Penyebab lain pembatasan keturunan, kata Al-Qardhawi, adalah kekhawatiran terhadap kesulitan duniawi (finansial) yang mengakibatkan pada kesulitan dalam menjalankan ajaran agama sehingga banyak orang tua terpaksa menerima uang haram atau syubhat dan menempuh jalan yang terlarang demi menghidupi anak-anaknya yang banyak.


Penyebab lain pembatasan keturunan, kata Al-Qardhawi, adalah kekhawatiran terhadap kesehatan anak yang jumlahnya terlalu banyak dan kegamangan atas pendidikan mereka. Alasan yang diajukan oleh Al-Qardhawi ini cukup beralasan karena berkaitan dengan tanggung jawab orang tua dalam merawat tumbuh kembang anak baik secara fisik, mental, maupun kognitifnya melalui pendidikan.


Adapun Az-Zuhaili sendiri membaca secara teliti pandangan ulama klasik perihal perencanaan keluarga melalui praktik ‘azal. Az-Zuhaili menyebutkan bahwa Imam Al-Ghazali membahas kontroversi praktik ‘azal dalam Islam. Imam Al-Ghazali, kutip Az-Zuhaili, menyebutkan bahwa Islam secara fleksibel mengizinkan praktik ‘azal dengan sejumlah pertimbangan, salah satunya faktor banyak anak yang secara kuantitas merepotkan dan memiliki banyak konsekuensi.


وأجاز الغزالي العزل لأسباب منها كثرة الأولاد


Artinya, “Imam Al-Ghazali memperbolehkan ‘azal karena beberapa faktor, salah satunya banyak anak,” (Az-Zuhaili, Al-Fiqhul Islami wa Adillatuh).


Benar Az-Zuhaili, Imam Al-Ghazali menyebut lima faktor yang membuat pasangan suami dan istri memilih praktik ‘azal, salah satunya kekhawatiran pada jumlah anak yang terlalu banyak.

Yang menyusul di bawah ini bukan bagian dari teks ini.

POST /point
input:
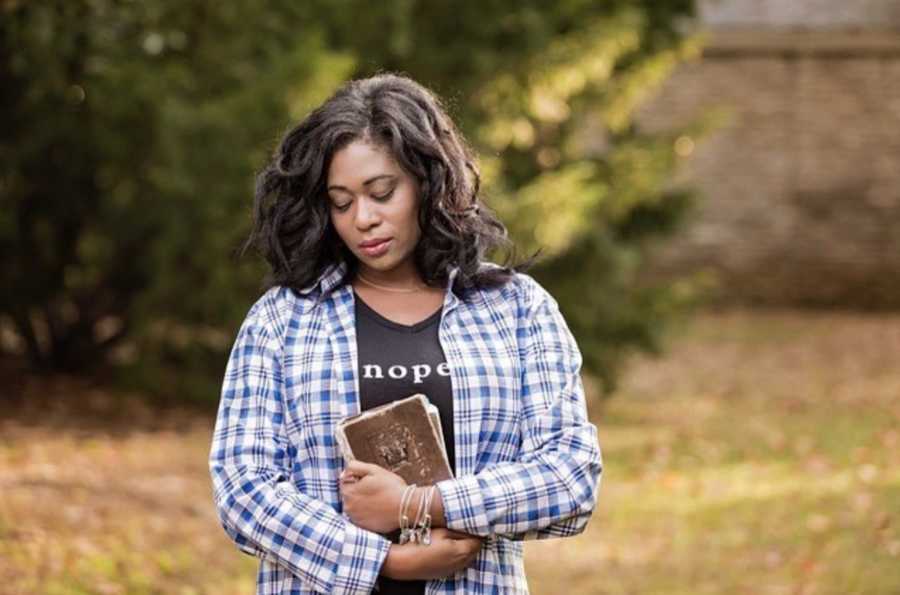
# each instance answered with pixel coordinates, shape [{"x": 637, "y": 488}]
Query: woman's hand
[
  {"x": 371, "y": 496},
  {"x": 449, "y": 552}
]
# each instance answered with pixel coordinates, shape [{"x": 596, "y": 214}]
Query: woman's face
[{"x": 372, "y": 199}]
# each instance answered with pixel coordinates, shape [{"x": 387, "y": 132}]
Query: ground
[{"x": 760, "y": 455}]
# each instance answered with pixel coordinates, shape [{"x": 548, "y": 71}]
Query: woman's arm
[
  {"x": 552, "y": 489},
  {"x": 250, "y": 463}
]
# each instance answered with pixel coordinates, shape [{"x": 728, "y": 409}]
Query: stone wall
[{"x": 800, "y": 191}]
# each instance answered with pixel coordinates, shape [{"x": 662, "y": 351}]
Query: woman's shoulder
[
  {"x": 273, "y": 310},
  {"x": 521, "y": 289}
]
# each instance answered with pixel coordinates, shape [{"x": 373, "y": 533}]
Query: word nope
[{"x": 399, "y": 372}]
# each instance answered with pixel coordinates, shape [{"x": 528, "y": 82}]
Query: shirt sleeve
[
  {"x": 256, "y": 502},
  {"x": 551, "y": 491}
]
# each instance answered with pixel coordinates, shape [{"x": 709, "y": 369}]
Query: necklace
[{"x": 385, "y": 288}]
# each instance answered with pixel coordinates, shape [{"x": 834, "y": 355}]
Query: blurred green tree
[{"x": 132, "y": 131}]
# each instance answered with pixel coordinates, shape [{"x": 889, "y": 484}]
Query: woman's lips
[{"x": 377, "y": 249}]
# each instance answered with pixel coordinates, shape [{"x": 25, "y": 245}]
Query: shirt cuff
[
  {"x": 464, "y": 507},
  {"x": 362, "y": 557}
]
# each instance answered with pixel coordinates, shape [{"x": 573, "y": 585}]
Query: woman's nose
[{"x": 366, "y": 214}]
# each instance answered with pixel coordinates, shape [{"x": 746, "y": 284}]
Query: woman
[{"x": 370, "y": 219}]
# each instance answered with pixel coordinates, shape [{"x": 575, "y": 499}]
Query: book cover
[{"x": 403, "y": 436}]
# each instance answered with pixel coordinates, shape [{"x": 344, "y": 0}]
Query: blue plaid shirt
[{"x": 528, "y": 461}]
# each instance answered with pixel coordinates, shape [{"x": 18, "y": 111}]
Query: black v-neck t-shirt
[{"x": 395, "y": 361}]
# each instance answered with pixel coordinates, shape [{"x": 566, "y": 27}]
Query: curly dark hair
[{"x": 292, "y": 229}]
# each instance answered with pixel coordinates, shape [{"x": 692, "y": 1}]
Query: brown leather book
[{"x": 403, "y": 436}]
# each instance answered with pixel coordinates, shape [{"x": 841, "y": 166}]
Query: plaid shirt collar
[{"x": 333, "y": 273}]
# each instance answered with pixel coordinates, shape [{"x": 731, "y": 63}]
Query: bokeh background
[{"x": 715, "y": 186}]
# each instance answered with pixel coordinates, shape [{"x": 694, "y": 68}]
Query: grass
[{"x": 761, "y": 455}]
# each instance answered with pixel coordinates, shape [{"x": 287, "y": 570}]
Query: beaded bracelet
[
  {"x": 425, "y": 536},
  {"x": 405, "y": 531}
]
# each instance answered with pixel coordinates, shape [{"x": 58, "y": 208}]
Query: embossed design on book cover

Jumlah anak yang terlalu banyak tentu saja pada gilirannya membebani kedua orang tuanya secara finansial. Beban finansial keluarga yang berat berisiko terhadap pencemaran jalan penghidupan dan sumber pendapatan keluarga yang tidak sesuai syariat. Setidaknya, beban berat keuangan keluarga akan menjadikan usaha dan ikhtiar penghidupan sebagai aktivitas yang sangat meletihkan.


الثالثة الخوف من كثرة الحرج بسبب كثرة الأولاد والاحتراز من الحاجة إلى التعب في الكسب ودخول مداخل السوء وهذا أيضا غير منهي عنه فإن قلة الحرج معين على الدين


Artinya, “Faktor ketiga, kekhawatiran terhadap kesulitan karena banyak anak dan antisipasi terhadap kebutuhan effort lebih dalam usaha penghidupan, serta antisipasi agar tidak terpaksa masuk ke jalan-jalan gelap kehidupan. ‘azal dengan alasan ini juga tidak dilarang secara syariat karena sedikit kesulitan membantu kita dalam menjaga agama,” (Imam Al-Ghazali, Ihya Ulumiddin, [Beirut: Darul Fikr: 2009 M/1429-1430 H], juz II, halaman 59).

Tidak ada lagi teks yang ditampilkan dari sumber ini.